Outline of Script for CCPP Crowd Source Funding Video
Introduction Karen Russon, President of Climate Change Permaculture Project
The heatwaves, droughts and floods that we read about in the newspaper, every day, have caused my husband and me to develop symptoms of anger, worry, insecurity, frustration, and depression. Apparently, there are so many people, who are experiencing the same thing, that the condition has been given a name—climate anxiety.
This motivated us to start a private operating foundation called the Climate Change Permaculture Project. The mission of the foundation is to create a critical mass of farmers who will adopt regenerative farming practices to reverse the effects of climate change and help to address food insecurity.
If you do a little bit of Internet research, you will find that former-Vice President Al Gore recently bought a 400-acre farm, outside Nashville, Tennessee, where he is doing exactly the same thing.
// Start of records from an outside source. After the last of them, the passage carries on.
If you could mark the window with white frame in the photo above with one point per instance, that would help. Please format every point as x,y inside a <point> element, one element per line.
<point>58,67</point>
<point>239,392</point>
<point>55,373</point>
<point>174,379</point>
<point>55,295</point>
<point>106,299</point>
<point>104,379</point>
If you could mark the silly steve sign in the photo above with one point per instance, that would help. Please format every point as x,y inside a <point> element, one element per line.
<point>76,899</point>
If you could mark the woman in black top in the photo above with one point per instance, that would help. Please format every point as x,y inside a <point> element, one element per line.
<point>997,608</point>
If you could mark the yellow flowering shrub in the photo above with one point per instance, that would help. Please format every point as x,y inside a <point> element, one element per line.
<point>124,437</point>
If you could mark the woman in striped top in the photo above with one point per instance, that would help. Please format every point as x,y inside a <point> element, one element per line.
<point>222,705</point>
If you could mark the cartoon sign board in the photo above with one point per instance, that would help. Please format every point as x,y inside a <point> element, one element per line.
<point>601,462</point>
CCPP’s main activity is the Permaculture Incubator Programme (PIP)—like a small business incubator, only for regenerative agriculture. We have applied for government funding and written to private foundations for grants, to implement the programme, without success.
Therefore, we decided to move forward on our own. Russon Family Farms bought a four-bedroom house sitting on 2.5 acres of prime farmland where CCPP can implement its Incubator Programme (PIP).
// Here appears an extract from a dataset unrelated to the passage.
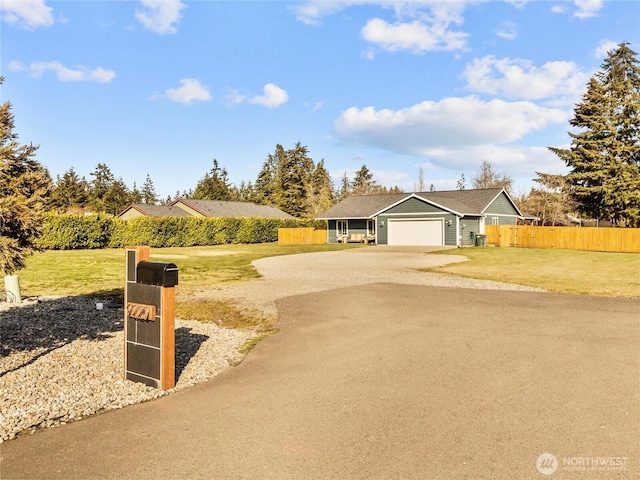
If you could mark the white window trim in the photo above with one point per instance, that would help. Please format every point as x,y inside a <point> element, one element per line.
<point>346,228</point>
The plan is to lodge four incubator programme trainees in the house and to subdivide the two acres, into four, half-acre plots which will be assigned to the trainees. The trainees will receive instruction in regenerative agriculture from a world-class permaculture expert (Peter Bane) and will put what they learn in the classroom into practice on their plots.
The trainees will sell their produce in the local Farmers Market. They will be encouraged to share their abundance with the local foodbank. The Soil Inventory Project, the same organisation that is working with Al Gore, will help us to measure the amount of carbon that we are able to sequester.
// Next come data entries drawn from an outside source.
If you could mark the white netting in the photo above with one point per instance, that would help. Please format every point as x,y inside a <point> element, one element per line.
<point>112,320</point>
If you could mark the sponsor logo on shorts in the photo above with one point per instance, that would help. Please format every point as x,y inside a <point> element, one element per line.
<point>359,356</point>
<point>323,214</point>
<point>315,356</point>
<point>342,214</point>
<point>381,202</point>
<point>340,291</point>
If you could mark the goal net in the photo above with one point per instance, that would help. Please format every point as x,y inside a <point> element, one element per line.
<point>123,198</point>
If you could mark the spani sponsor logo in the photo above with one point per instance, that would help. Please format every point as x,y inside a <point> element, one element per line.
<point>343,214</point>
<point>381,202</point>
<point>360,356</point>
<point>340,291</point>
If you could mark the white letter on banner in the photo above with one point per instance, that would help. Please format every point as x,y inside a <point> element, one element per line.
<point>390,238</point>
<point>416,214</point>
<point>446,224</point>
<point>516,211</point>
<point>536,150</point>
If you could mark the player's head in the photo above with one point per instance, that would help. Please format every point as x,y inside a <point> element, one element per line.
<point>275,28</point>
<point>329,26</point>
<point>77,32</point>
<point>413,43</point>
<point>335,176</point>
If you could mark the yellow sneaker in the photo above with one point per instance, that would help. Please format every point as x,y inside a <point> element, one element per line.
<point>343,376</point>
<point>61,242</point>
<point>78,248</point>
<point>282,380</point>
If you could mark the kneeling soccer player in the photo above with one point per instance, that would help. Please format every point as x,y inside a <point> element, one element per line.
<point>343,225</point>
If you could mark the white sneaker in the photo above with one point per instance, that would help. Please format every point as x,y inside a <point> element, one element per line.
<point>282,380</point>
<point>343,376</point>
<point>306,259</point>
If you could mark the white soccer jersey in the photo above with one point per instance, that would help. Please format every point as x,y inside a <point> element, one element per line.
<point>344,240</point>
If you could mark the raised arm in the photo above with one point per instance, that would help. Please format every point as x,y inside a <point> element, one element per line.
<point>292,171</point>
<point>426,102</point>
When we bought the property for the incubator programme, we pretty much maxed out our resources. But there are still things that need to be done for the incubator programme to be successful.
For example, we need a fence to keep the deer from eating everything that the trainees plant. We figure that’s going to be about US$10k. We need to drill a well so that the trainees can irrigate. That’s going to be another US$7k.
We also want to build a climate battery greenhouse. So, what’s this all about? During the spring, summer and fall, the trainees can grow food outside. A climate battery greenhouse would allow them to continue to grow food in the winter, too. Which means they will have revenue, year-round.
We are hoping to build this infrastructure during the summer of 2023. We will start recruiting PIP trainees in the fall of 2023. And we will launch the Permaculture Incubator Programme in the spring of 2024.
So here is where you come in, if you like we, are suffering from climate anxiety and you want to do something, but you are not quite sure what to do, we implore you to consider making a contribution to help us to pay for deer fencing, a well, and especially a climate battery green house. Thanks for helping us to help reverse climate change.